Love it, love it, love it. I was concerned for a time that coming to a writing conference would mean giving in to the “Me Promotion” mentality. These blogs so encourage my heart and affirm that I am in the right place. Thanks Lysa for this post. I am looking forward to learning from you and the other speakers, the team and all the other ladies. I have already learned so much from Proverbs 31 Ministries but I know that God has so much more in store.
Oh, Lisa! How I needed your words today. Not because today is any more competitive in nature than in other day for me. It’s just that this seems to be a perpetual problem for me.

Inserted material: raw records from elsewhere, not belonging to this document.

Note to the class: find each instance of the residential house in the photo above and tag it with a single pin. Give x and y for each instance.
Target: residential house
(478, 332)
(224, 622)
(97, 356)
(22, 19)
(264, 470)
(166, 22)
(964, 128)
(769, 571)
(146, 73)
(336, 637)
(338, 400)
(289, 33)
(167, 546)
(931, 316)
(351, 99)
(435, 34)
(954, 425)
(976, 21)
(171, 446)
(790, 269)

So many of your words resonated with me – other people’s platforms, ministries, and messages seeming so much more powerful, more compelling; my own seeming so shallow and hollow.
But I do think God and I have been working on this lately and I’ve made some progress. I feel more determined than ever to just fulfill His assignment for me, whether I minister, as you say, to 5 or 500. And I can honestly say I am more content with that assignment than ever. Still, I need words of reminder and encouragement like yours today. Thanks for being right on!
thats awesome i love getting proverbs 31 in my email and its touched so many women you have definatly made your impact
Thanks for this. I found myself thinking negative thoughts about a girl in the locker room this morning at the gym. She always hogs the best mirror, and my crankiness was getting the best of me. This helps put things in perspective.
So true my friend. God has been reminding me of this very thing. I won’t deny admitting that tears flowed when a precious friend happened to be at the right place at the right time to see the opening of some doors…doors she hadn’t even been seeking…”my doors”…doors I had spent months, weeks, days and hours preparing for…it seemed almost cruel. Then to hear that my sister, who has never attended the conference, also had some writing opportunities presented to her while I was away. Tough stuff. Didn’t God see how I had taken so many risks and followed Him? Yet, as quickly as the enemy wanted to steal my joy the Lord reminded me of His delight in my obedience, and that regardless of the outcome He was rejoicing over me with singing. The Lord enabled me to celebrate sincerely with the others and He revealed to me that He gave me great victory as I stepped out in faith and trusted Him completely.